A la fête de l’Huma, on a tisané au tilleul ! les Fralib infusent les bonnes idées de la combativité : reprise en main par les salariés de l’outil de travail, contrôle de la production... Dans cette période complexe pour le mouvement ouvrier, leur tilleul nous fait du bien. On en redemande une deuxième tasse !
Oui, il faut continuer à boycotter les produits Unilever et acheter du tilleul Fralib dès qu’on a petit coup de mou. Ça redonne la pêche !
Ca redonne la pêche, parce qu'après 3 ans de lutte face au monstre Unilever les Fralib tiennent toujours, et en plus ils gagnent.

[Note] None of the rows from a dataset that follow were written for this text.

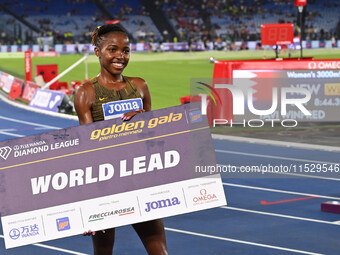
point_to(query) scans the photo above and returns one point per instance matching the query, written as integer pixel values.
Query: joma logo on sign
(162, 204)
(4, 152)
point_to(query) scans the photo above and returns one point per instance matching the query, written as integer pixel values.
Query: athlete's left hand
(129, 115)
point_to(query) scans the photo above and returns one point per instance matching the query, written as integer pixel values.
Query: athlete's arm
(143, 89)
(83, 101)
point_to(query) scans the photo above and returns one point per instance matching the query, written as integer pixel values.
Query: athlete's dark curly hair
(102, 30)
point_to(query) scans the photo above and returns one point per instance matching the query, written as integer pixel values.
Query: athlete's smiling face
(114, 52)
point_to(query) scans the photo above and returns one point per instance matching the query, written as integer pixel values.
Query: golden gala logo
(127, 128)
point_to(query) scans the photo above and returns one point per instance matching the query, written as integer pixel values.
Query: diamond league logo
(5, 151)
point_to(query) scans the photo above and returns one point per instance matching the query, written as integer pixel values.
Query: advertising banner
(29, 91)
(107, 174)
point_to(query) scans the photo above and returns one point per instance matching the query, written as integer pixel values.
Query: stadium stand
(71, 21)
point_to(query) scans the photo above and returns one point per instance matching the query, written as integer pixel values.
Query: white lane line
(279, 191)
(29, 123)
(56, 248)
(5, 132)
(280, 215)
(241, 241)
(274, 157)
(292, 174)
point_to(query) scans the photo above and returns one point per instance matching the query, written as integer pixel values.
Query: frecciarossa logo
(163, 203)
(115, 109)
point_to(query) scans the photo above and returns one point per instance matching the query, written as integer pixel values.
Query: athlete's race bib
(116, 109)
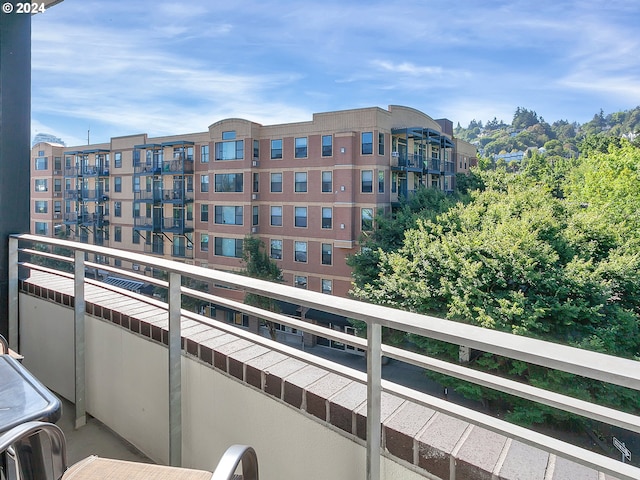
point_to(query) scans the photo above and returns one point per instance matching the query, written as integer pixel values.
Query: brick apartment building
(309, 190)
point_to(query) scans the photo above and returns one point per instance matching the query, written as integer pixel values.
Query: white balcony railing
(589, 364)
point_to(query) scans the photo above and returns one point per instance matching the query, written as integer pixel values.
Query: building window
(300, 254)
(229, 135)
(327, 182)
(41, 163)
(367, 143)
(327, 217)
(367, 219)
(41, 228)
(326, 254)
(229, 182)
(204, 183)
(300, 216)
(276, 149)
(276, 249)
(228, 247)
(276, 216)
(41, 185)
(230, 150)
(41, 206)
(276, 182)
(301, 147)
(228, 215)
(300, 182)
(327, 145)
(367, 181)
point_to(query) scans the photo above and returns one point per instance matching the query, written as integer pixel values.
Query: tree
(521, 259)
(524, 118)
(259, 265)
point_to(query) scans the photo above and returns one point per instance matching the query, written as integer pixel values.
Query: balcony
(411, 162)
(433, 166)
(171, 196)
(181, 387)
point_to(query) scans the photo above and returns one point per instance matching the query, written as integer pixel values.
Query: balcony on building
(181, 383)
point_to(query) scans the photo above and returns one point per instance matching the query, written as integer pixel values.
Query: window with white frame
(276, 216)
(367, 219)
(228, 247)
(327, 182)
(300, 182)
(301, 147)
(275, 251)
(327, 217)
(276, 149)
(300, 252)
(229, 215)
(327, 145)
(327, 254)
(367, 181)
(41, 185)
(300, 216)
(276, 182)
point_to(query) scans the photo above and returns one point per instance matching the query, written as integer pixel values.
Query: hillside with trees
(529, 132)
(550, 251)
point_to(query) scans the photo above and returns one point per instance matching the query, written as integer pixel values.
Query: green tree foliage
(257, 264)
(552, 252)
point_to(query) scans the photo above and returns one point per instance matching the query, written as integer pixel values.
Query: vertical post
(79, 338)
(15, 132)
(13, 294)
(374, 395)
(175, 371)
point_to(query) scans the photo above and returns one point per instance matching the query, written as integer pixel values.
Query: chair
(37, 451)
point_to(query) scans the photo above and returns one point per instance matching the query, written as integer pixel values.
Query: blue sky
(123, 67)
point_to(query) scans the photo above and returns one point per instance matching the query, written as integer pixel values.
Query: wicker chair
(37, 451)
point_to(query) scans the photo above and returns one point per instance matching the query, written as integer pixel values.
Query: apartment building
(309, 190)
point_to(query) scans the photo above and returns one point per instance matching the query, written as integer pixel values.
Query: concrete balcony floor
(94, 439)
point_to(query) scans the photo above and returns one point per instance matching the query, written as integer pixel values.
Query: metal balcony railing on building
(449, 168)
(605, 368)
(433, 166)
(148, 224)
(410, 162)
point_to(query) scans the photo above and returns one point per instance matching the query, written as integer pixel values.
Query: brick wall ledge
(415, 435)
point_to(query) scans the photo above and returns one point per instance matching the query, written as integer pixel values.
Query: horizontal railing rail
(609, 369)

Oui, ils gagnent judiciairement tous les procès contre Unilever et son « plan social ». Unilever est dans l’illégalité comme en témoigne le dernier arrêt de la cour de Cassation rejetant son pourvoi. Les licenciements sont déclarés illégaux, les salariés sont dans leur bon droit.
Ils gagnent la bataille de la solidarité et du soutien, la population est à leurs côtés ; ce qui incite les collectivités territoriales à prendre leur responsabilité : ainsi, les machines et le terrain sont la propriété collective de la Communauté urbaine. Conseil régional et Conseil général continuent à apporter leur soutien. Il doit s'amplifier, il peut s'amplifier si le gouvernement prend ses responsabilités.
Les Fralib gagnent aussi la bataille de l’opinion : on produit aujourd’hui autrement, sans pesticide, sans colorant, en respectant les conditions de travail de celles et ceux qui fournissent les produits, en prévoyant des salaires dignes pour tous. Sans les profits donnés aux actionnaires d’Unilever, tout devient possible !
Tout est réuni faire plier Unilever, il ne manque que la volonté politique du gouvernement pour dire : « ça suffit ! nous réquisitionnons l’entreprise, la marque et nous les donnons à la SCOP ».
Une telle décision aurait le soutien de tous ceux qui ont voté à gauche, ce serait un signal pour nombre d’entreprises en lutte.
Unilever a fait 5 milliards de bénéfices en 2012, soit une progression de 10%. L'entreprise n'est pas « fragile », le problème n’est donc pas économique : il est bel et bien politique : il s'agit de s’affronter aux multinationales, de s’affronter au patronat.
Le gouvernement détient donc la clef pour imposer à Unilever de s’asseoir autour d’une table de négociation, pour trouver une issue positive pour les salariés de Fralib, pour que la scop vive.
Gagner aujourd’hui à Fralib, c’est possible, c’est urgent !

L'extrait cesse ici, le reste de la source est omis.